Mott: Alright, I think we have time for one more question. This is a good one too. Given the limited patentability of these compounds and thus less interest from big pharma, how do you see these treatments getting the financial support to run the expensive trials needed? Is there interest from industry in potentially patentable analogues or novel delivery systems? Or would non-industry development be more likely?

Wenthur: A fantastic question. I’ll take it, I think, piece by piece. So, yes, there is certainly strong interest in novel analogues of these compounds. And they just bought Gilgamesh, which is a company that is developing new chemical material around sort of classic psychedelic scaffolds. And they’re just one of many, that’s just the example that came to mind. And that presents a much more traditional development pathway. Now, also, there’s a lot of folks looking at other bendable approaches, like alternative delivery methods, or things that are again, sort of classical drug development. And then for the other side of the equation, are there models for, you know, non-pharma to bring these through, given how expensive it is? So, yes, those models do exist, MAPS started out as a not for profit. They made it all the way to phase three before they essentially ran out of donor money and had to spin off the pharmaceutical company Lycos to finish it off. So, they didn’t get all the way there, but they got further than any other not-for-profit has. Usona institute here in Madison has started their phase three clinical trial of psilocybin for major depressive disorder continuing to operate as a not-for-profit. So, I think this does represent a potential opportunity, you know, for things to be done a little bit differently. That being said, MAPS didn’t get it all the way to the finish line. We’ll see what happens with Usona and others, because this is a very expensive process. And there’s been a lot of tension, honestly, in the field around sort of trying to move therapies that people believe in through the rigorous process without appealing to the usual capital structure. And the need to do very strong, rigorous, and intense studies to provide the evidence base that these are indeed effective and safe, and that we shouldn’t just assume so.

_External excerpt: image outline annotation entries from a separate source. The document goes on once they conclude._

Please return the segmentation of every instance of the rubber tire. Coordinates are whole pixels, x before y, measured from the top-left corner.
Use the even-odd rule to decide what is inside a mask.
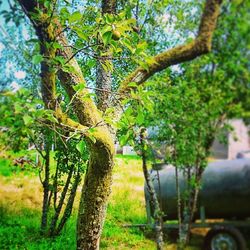
[[[227,233],[230,234],[237,243],[237,250],[247,250],[246,241],[239,231],[239,229],[233,226],[215,226],[213,227],[206,235],[204,239],[204,247],[205,250],[212,250],[211,241],[219,233]]]

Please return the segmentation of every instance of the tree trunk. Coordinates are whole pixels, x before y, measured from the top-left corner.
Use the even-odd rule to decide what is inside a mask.
[[[106,207],[111,193],[114,142],[108,130],[99,128],[100,140],[90,143],[77,223],[77,249],[99,249]],[[103,140],[106,138],[106,140]]]
[[[43,206],[41,218],[41,232],[44,233],[47,228],[48,210],[49,210],[49,176],[50,176],[50,143],[45,143],[45,176],[43,185]]]
[[[156,234],[156,248],[157,250],[163,249],[163,219],[162,219],[162,211],[161,207],[157,198],[157,194],[155,192],[154,184],[151,179],[151,176],[147,169],[147,159],[146,159],[146,152],[145,152],[145,130],[141,130],[140,134],[140,145],[141,145],[141,157],[142,157],[142,170],[144,174],[144,179],[147,185],[147,189],[150,195],[150,203],[153,208],[153,218],[155,221],[155,234]]]

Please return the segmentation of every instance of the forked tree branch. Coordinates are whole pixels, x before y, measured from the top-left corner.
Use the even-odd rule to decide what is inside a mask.
[[[212,36],[216,27],[221,3],[222,0],[207,0],[197,37],[189,43],[156,55],[153,57],[154,62],[148,65],[147,70],[138,67],[121,83],[119,92],[121,94],[126,94],[130,92],[131,89],[135,88],[129,86],[129,83],[135,82],[138,85],[142,84],[149,77],[169,66],[190,61],[202,54],[208,53],[211,50]]]

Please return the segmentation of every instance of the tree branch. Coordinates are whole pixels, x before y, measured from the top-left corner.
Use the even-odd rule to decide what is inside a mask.
[[[206,54],[211,50],[212,36],[216,27],[217,18],[222,0],[207,0],[201,18],[198,35],[186,44],[164,51],[153,57],[153,63],[148,65],[148,70],[138,67],[120,86],[120,93],[125,94],[134,87],[128,86],[130,82],[142,84],[149,77],[171,65],[190,61]]]

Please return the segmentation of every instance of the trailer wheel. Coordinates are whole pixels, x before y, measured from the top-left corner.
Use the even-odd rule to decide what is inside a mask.
[[[205,250],[246,250],[246,241],[235,227],[216,226],[206,235]]]

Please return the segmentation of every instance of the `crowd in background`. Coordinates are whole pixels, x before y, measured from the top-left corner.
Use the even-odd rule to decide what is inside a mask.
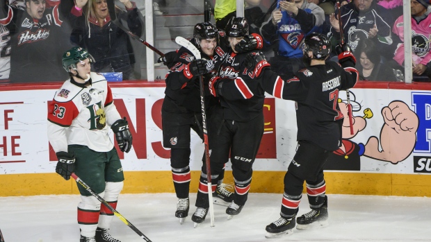
[[[411,0],[414,81],[430,81],[431,77],[431,7],[427,1]],[[222,30],[236,15],[236,1],[210,1],[216,26]],[[157,2],[155,15],[163,15]],[[341,1],[341,24],[336,0],[244,2],[250,32],[264,38],[266,58],[280,75],[303,68],[303,40],[319,32],[330,37],[333,58],[343,36],[353,51],[361,80],[404,80],[402,0]],[[136,6],[143,3],[115,3],[124,26],[141,36],[144,18]],[[163,10],[166,3],[162,3]],[[73,46],[86,48],[95,57],[93,71],[119,73],[123,80],[142,79],[133,71],[138,61],[133,40],[112,23],[106,0],[0,0],[0,83],[67,79],[61,55]]]

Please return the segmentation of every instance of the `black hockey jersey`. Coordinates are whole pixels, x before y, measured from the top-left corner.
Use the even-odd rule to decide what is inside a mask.
[[[45,9],[40,19],[26,10],[6,8],[0,24],[10,33],[10,74],[12,83],[60,81],[68,78],[61,64],[61,55],[70,45],[60,28],[58,6]],[[3,12],[4,13],[4,12]]]
[[[330,151],[338,149],[343,119],[338,105],[339,94],[355,86],[357,71],[328,61],[300,70],[288,80],[282,80],[268,67],[261,71],[259,79],[266,92],[295,101],[297,139],[313,142]]]
[[[223,118],[227,120],[245,122],[263,112],[265,91],[254,80],[253,70],[243,66],[247,55],[235,53],[229,49],[217,74],[220,78],[218,85],[221,85],[220,102],[223,107]]]
[[[192,43],[197,46],[194,40]],[[211,57],[201,51],[201,58],[211,60],[209,64],[213,64],[213,71],[204,76],[204,83],[207,87],[209,79],[214,75],[220,67],[222,60],[227,55],[225,51],[220,46],[216,47],[214,55]],[[177,104],[182,105],[188,110],[201,112],[199,76],[193,76],[187,70],[187,65],[195,60],[195,56],[186,48],[181,47],[177,53],[174,62],[176,63],[166,74],[166,89],[165,95],[173,100]],[[208,87],[204,88],[205,90]],[[209,104],[213,97],[210,96],[206,91],[206,103]],[[211,98],[211,100],[209,100]]]

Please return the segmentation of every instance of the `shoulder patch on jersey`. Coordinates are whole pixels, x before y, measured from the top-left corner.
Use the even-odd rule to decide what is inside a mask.
[[[308,69],[302,69],[299,70],[298,71],[304,74],[304,76],[311,76],[311,75],[313,75],[313,72],[311,72],[311,71],[309,70]]]
[[[58,92],[57,96],[61,96],[62,98],[67,98],[70,93],[70,91],[67,90],[67,89],[63,88]]]

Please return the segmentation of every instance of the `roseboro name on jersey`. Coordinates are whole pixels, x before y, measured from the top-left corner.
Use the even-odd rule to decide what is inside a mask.
[[[104,77],[94,72],[90,76],[92,85],[86,87],[65,82],[49,104],[48,137],[56,152],[67,151],[71,144],[98,152],[113,148],[108,132],[121,116]]]

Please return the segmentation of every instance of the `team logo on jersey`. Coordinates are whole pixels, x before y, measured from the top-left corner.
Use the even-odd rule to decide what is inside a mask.
[[[90,96],[90,94],[88,93],[84,92],[81,95],[81,100],[82,100],[82,104],[87,106],[90,104],[90,102],[91,102],[91,96]]]
[[[61,91],[60,91],[60,92],[58,93],[58,94],[57,96],[61,96],[62,98],[67,98],[70,92],[70,91],[69,91],[67,89],[62,89]]]
[[[44,40],[49,37],[49,31],[44,28],[40,28],[35,33],[30,31],[22,32],[18,36],[18,46],[24,43],[31,43],[39,40]]]
[[[219,76],[222,78],[236,79],[238,71],[231,67],[227,67],[220,71]]]
[[[412,51],[419,57],[424,56],[430,52],[430,40],[421,34],[412,33]]]
[[[305,76],[311,76],[311,75],[313,75],[313,72],[308,69],[302,69],[300,70],[299,72],[303,73]]]
[[[182,55],[179,57],[181,59],[184,59],[189,62],[191,62],[192,60],[195,60],[195,57],[188,53],[183,53]]]
[[[170,142],[170,144],[172,144],[172,146],[174,146],[177,144],[177,143],[178,143],[178,139],[177,139],[177,137],[172,137],[170,138],[169,141]]]

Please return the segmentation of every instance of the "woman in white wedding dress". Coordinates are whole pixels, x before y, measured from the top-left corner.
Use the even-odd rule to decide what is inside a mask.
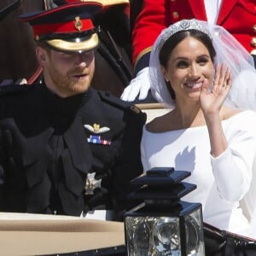
[[[144,126],[144,171],[189,171],[186,182],[197,189],[183,200],[201,203],[206,223],[256,238],[251,230],[256,204],[251,56],[222,27],[183,20],[155,41],[149,79],[155,99],[172,110]]]

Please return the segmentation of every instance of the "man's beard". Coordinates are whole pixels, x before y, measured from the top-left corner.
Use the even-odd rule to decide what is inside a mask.
[[[49,75],[54,84],[55,90],[66,96],[71,96],[86,91],[90,85],[93,73],[94,70],[90,71],[85,79],[78,78],[75,79],[73,74],[84,73],[84,72],[71,70],[66,74],[63,74],[55,68],[54,64],[50,65],[50,68],[49,69]]]

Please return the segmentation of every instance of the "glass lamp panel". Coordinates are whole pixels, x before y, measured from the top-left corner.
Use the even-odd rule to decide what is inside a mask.
[[[186,255],[205,255],[201,209],[198,208],[184,216],[186,233]]]
[[[179,225],[177,217],[126,217],[128,255],[182,255]]]

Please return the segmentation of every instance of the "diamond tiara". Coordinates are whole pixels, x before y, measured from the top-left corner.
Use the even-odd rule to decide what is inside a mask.
[[[172,35],[177,33],[181,31],[188,31],[188,30],[199,30],[203,33],[207,34],[210,38],[212,38],[209,30],[204,26],[201,23],[200,23],[197,20],[182,20],[177,21],[163,31],[163,35],[159,43],[159,49],[160,49],[166,41],[171,38]]]

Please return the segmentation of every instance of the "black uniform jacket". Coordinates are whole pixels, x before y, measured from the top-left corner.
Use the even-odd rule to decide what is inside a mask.
[[[0,89],[0,211],[122,212],[143,172],[145,114],[106,92],[60,98],[44,84]],[[89,173],[89,175],[88,175]]]

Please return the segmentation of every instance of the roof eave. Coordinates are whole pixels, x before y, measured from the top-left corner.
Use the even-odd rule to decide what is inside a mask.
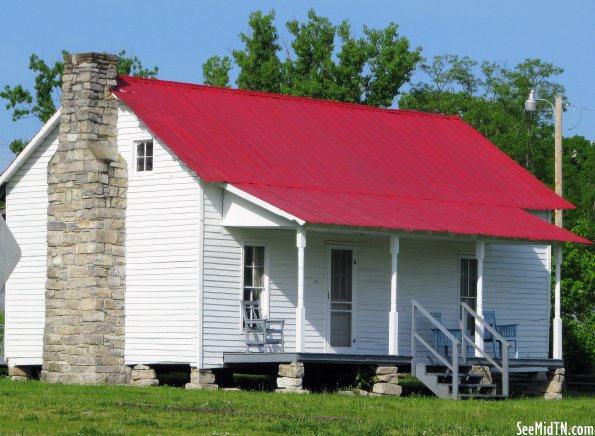
[[[60,113],[62,108],[58,109],[54,115],[43,125],[43,127],[36,133],[36,135],[29,141],[27,146],[21,151],[15,160],[8,166],[8,168],[0,175],[0,186],[4,185],[29,159],[29,157],[37,150],[37,147],[43,142],[45,138],[60,124]]]

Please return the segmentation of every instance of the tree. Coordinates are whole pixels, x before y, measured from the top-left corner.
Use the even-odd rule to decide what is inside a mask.
[[[593,220],[580,218],[572,229],[595,239]],[[564,360],[575,374],[595,373],[595,248],[566,244],[562,271]],[[570,352],[569,352],[570,351]]]
[[[347,21],[335,25],[314,10],[305,23],[287,22],[292,41],[281,59],[274,18],[274,11],[253,12],[251,32],[240,33],[244,48],[232,52],[240,89],[389,107],[422,59],[421,49],[411,49],[394,23],[382,30],[364,27],[356,38]],[[227,56],[203,64],[206,84],[229,86],[230,71]]]
[[[229,87],[229,72],[231,59],[228,56],[220,58],[212,56],[202,66],[204,83],[211,86]]]
[[[67,53],[62,50],[63,55]],[[154,78],[159,71],[158,67],[144,68],[138,57],[126,56],[126,50],[120,51],[117,58],[118,74]],[[39,56],[32,54],[29,58],[29,69],[35,73],[33,92],[21,84],[5,85],[0,91],[0,98],[7,101],[6,109],[12,110],[13,121],[34,117],[46,123],[57,110],[64,63],[56,61],[50,66]],[[19,154],[27,143],[24,139],[15,139],[9,144],[9,148],[13,153]]]
[[[403,109],[459,115],[542,181],[553,183],[552,111],[524,110],[530,89],[554,99],[564,89],[552,80],[563,70],[539,59],[513,68],[468,57],[442,55],[421,67],[429,78],[402,95]],[[479,69],[479,74],[475,71]]]

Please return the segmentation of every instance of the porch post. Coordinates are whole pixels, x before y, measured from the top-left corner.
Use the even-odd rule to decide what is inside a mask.
[[[560,297],[561,297],[561,278],[562,278],[562,246],[554,245],[554,263],[556,282],[554,288],[554,338],[552,341],[552,357],[554,359],[562,358],[562,318],[560,317]]]
[[[477,314],[483,318],[483,260],[485,258],[485,242],[475,242],[475,257],[477,258]],[[475,344],[483,350],[483,326],[475,323]],[[481,353],[475,350],[475,357],[481,357]]]
[[[390,313],[388,315],[388,354],[399,354],[399,313],[397,312],[397,266],[399,258],[399,236],[390,235],[391,277]]]
[[[295,311],[295,351],[301,353],[305,346],[306,309],[304,308],[304,254],[306,248],[306,231],[297,229],[296,246],[298,249],[298,304]]]

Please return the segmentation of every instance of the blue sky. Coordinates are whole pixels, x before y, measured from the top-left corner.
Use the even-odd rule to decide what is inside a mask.
[[[241,46],[238,33],[248,30],[251,11],[275,9],[280,36],[287,40],[285,22],[303,21],[310,8],[335,23],[349,20],[358,33],[364,24],[383,28],[396,22],[400,34],[428,58],[449,53],[508,66],[541,58],[561,66],[565,72],[558,80],[568,100],[592,110],[581,117],[569,109],[564,136],[595,140],[593,0],[9,1],[0,15],[0,85],[32,86],[31,53],[54,61],[62,49],[126,49],[146,66],[158,65],[159,78],[200,83],[209,56]],[[414,76],[421,79],[422,73]],[[33,119],[12,122],[0,106],[0,172],[14,158],[8,143],[30,138],[40,127]]]

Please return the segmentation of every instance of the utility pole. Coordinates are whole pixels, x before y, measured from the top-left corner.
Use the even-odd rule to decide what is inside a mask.
[[[555,191],[562,197],[562,96],[556,96],[556,106],[554,108],[555,127],[554,127],[554,148],[555,148],[555,165],[554,165],[554,183]],[[562,227],[562,209],[556,209],[555,224]]]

Mott: All right, well, we gotta wrap up with our webinar this evening. Cody, I want to thank you very much for joining us tonight. Thank you for taking time and talking with us about this awesome area of research. And I also want to thank our attendees for attending the webinar. And please look for an email with a link to an evaluation survey so we can obtain your feedback about tonight’s webinar. Also, please check out the School of Pharmacy’s YouTube channel to watch the previous seven Pharmacy Experts webinars that we’ve produced for our alumni. And then in other alumni engagement activities, please look for the summer edition of DiscoverRx, which is the School of Pharmacy’s digital publication. And also please look for information from us to participate in various engagement events. We have one coming up at the Madison Mallards baseball game in July. There’s the PGA golf outing to raise scholarship funds for School of Pharmacy students also in July, and then we’ll be sending out information this summer about our alumni tailgate and viewing party that will be happening in the fall. So, everyone, that’s a wrap. Please stay safe and healthy. Have a nice evening and on Wisconsin. Good night, everybody.